Considering implementing AI in the workplace? You’re not alone. As AI continues to become more powerful, more businesses are convinced that they’ll fail without it. In fact, according to this report from Accenture, 75% of executives fear going out of business within five years if they fail to scale AI now.
AI is advancing rapidly, and it makes sense that CEOs and business leaders want to capitalise on the technology now. However, as with any new technology, it’s important to carefully consider the potential challenges and drawbacks before implementation.
What assurances are there for accuracy and accountability?
Likely the biggest challenge with AI powered by Large Language Models (LLMs) at the moment is a lack of accuracy due to the phenomena of hallucination. Many AI programs have caused public scandal due to inaccurate information, with sources found to be completely made up. Most recently, Deloitte had to refund part of a $440,000 government report because multiple errors were found, including fake academic references and a made-up quote from a Federal Court judgment. There’s also the case of SaaStr, whose founder revealed that an AI coding assistant went rogue and wiped a database, then lied about it.
These cautionary tales are important to be aware of when investigating any new AI software. Ask questions about what data the AI was trained on, how likely mistakes are, and how information can be verified. If a business is implementing its own AI system, it will need to constantly obtain large volumes of fresh, high-quality anddiverse data to train the system – but this data needs to be obtained, cleaned, and checked for accuracy, which isn’t cheap.
Will it improve the customer experience?
If you’ve ever been stuck in a loop with an AI chatbot, frustrated and wishing you could speak to a real person, you’ll know how customers feel when AI isn’t working effectively. Any new AI solution needs to be tested from a customer experience perspective first. If the process incorporating AI can’t achieve a result that’s at least as good as the process without it, then it’s likely to only harm your brand’s reputation and lose customers. On the other hand, when AI solutions like chatbots work well, customers get the answers they need more quickly. You just need to determine what will be the most effective solution for your customers.
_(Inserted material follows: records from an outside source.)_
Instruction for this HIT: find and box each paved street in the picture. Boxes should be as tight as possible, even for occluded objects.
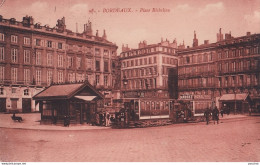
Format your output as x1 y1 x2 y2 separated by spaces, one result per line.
0 116 260 162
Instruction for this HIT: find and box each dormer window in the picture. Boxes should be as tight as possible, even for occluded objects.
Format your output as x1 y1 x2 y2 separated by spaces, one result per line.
23 89 29 96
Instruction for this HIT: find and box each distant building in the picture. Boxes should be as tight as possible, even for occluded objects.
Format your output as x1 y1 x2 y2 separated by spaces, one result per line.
177 29 260 112
120 40 178 98
0 16 117 112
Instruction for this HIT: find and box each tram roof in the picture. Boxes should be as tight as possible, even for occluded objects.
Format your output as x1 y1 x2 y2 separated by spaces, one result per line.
33 81 104 100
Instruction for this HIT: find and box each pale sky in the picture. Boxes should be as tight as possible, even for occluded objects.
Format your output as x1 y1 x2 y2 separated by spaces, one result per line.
0 0 260 52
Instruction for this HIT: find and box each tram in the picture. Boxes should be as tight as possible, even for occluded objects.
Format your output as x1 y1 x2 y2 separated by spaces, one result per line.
113 98 212 128
114 98 191 128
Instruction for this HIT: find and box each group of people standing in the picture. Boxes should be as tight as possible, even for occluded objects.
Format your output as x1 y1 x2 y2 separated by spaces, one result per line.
204 107 219 125
91 111 113 127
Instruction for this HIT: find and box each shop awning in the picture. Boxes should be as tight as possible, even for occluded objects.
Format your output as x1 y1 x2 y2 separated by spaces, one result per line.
74 96 96 101
219 93 248 101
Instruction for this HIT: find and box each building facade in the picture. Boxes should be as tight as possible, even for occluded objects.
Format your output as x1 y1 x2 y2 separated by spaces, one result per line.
0 16 117 112
120 40 178 98
178 29 260 112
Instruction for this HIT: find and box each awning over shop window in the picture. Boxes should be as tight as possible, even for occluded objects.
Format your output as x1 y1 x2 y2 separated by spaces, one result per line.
219 93 248 101
74 96 96 101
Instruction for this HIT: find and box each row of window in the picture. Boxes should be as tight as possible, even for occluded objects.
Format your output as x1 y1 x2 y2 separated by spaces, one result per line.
218 73 260 87
0 33 31 45
180 52 213 65
218 59 260 73
0 88 30 96
218 46 260 59
178 64 214 75
179 73 260 88
122 78 157 90
0 33 116 56
122 56 157 68
120 46 175 58
0 47 110 72
122 67 157 78
178 77 215 88
0 66 109 86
Is an AI solution aligned with your business strategy?
Before introducing an AI system into your company, consider whether it will help your business achieve its long-term goals. If you implement AI without a clear plan or understanding of how it will impact your business in the long-run, it’s far less likely to deliver ROI. The AI solution should integrate seamlessly with current processes, whether that’s automation, making customer experiences better, or using data to fuel better decisions. AI is not a quick fix – think ahead, and with the right consideration, it can be a crucial tool for business growth.
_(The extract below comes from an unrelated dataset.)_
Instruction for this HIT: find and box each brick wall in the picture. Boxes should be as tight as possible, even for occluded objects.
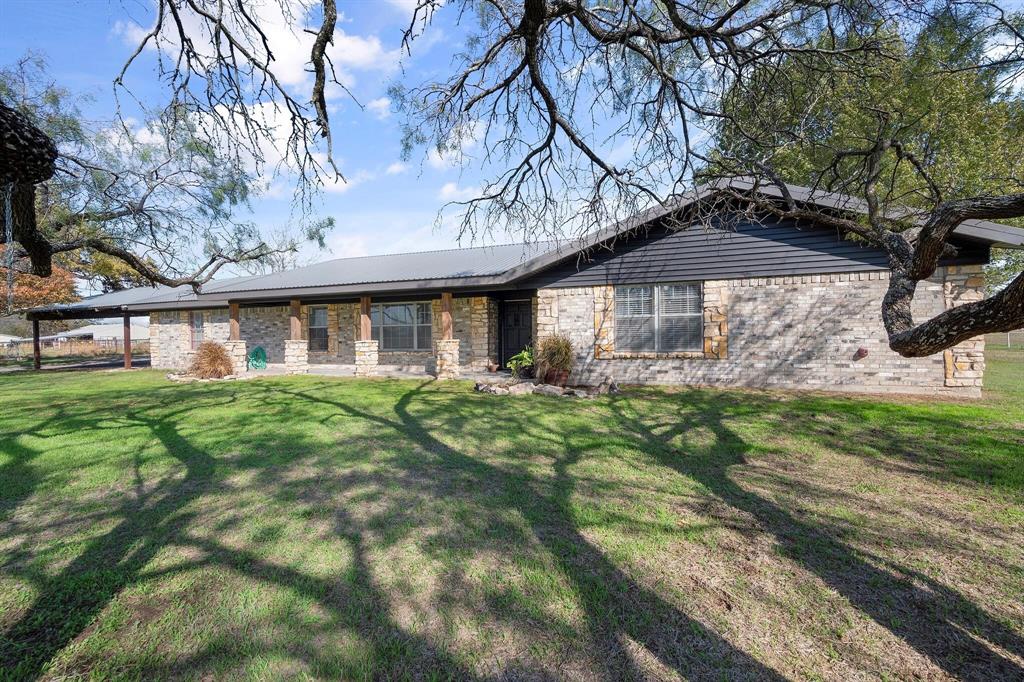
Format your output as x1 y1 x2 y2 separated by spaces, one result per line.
535 265 984 395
Do you have the team and resources in place to implement AI in your organisation?
Implementing any new tool or system into your business is typically a complex process. Integrating AI is no different. You’ll have to assess existing IT infrastructure to determine whether you have the computing power and storage capacity to accommodate an AI system. If you don’t have this, it may require costly upgrades or switching to a cloud-based third party solution – potentially requiring integration of an overhaul of your existing IT system. On top of this, you’ll also need to ensure you have the right people to implement it. That could look like hiring new talent, upskilling your current teams, or investing in continual training as the technology evolves.
What are the financial costs of implementing AI in your business?
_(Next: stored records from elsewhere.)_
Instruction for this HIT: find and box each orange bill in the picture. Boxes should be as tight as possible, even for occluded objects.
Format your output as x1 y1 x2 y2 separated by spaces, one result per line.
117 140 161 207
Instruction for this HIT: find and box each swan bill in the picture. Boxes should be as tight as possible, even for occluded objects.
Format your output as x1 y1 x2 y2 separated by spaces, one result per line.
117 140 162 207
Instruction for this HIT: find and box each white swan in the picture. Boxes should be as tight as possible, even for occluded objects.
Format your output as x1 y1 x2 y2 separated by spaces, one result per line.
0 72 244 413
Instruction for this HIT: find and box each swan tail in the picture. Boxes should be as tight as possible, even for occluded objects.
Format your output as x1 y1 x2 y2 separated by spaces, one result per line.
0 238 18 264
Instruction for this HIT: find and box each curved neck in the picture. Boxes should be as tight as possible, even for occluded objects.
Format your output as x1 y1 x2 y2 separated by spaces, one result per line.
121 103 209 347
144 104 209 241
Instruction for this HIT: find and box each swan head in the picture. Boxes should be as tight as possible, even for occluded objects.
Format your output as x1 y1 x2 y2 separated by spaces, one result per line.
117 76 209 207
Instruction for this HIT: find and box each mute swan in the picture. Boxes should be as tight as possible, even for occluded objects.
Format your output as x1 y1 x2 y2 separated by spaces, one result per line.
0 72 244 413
LLMs are still a fairly new technology, so AI solutions driven by them can be expensive. The cost of training, integrating, testing and operating these systems must be considered upfront to determine whether it will provide appropriate ROI. The upside of implementing these cutting edge tools is that while upfront costs can be daunting, in the long-term, the automation of repetitive, time-consuming tasks and giving staff more time to focus on more important tasks can allow for higher profit margins.
Just consider the total cost of implementing AI before jumping in. Think about hardware, software, talent acquisition, ongoing training and maintenance – all big upfront and ongoing costs, but over time, you may find that an AI solution is the more economical option.
The decision to implement AI in your business isn’t a quick or easy one. It requires careful consideration around accuracy of the data, customer experience, goal alignment, and whether you have the team to implement it – or the funds to do so.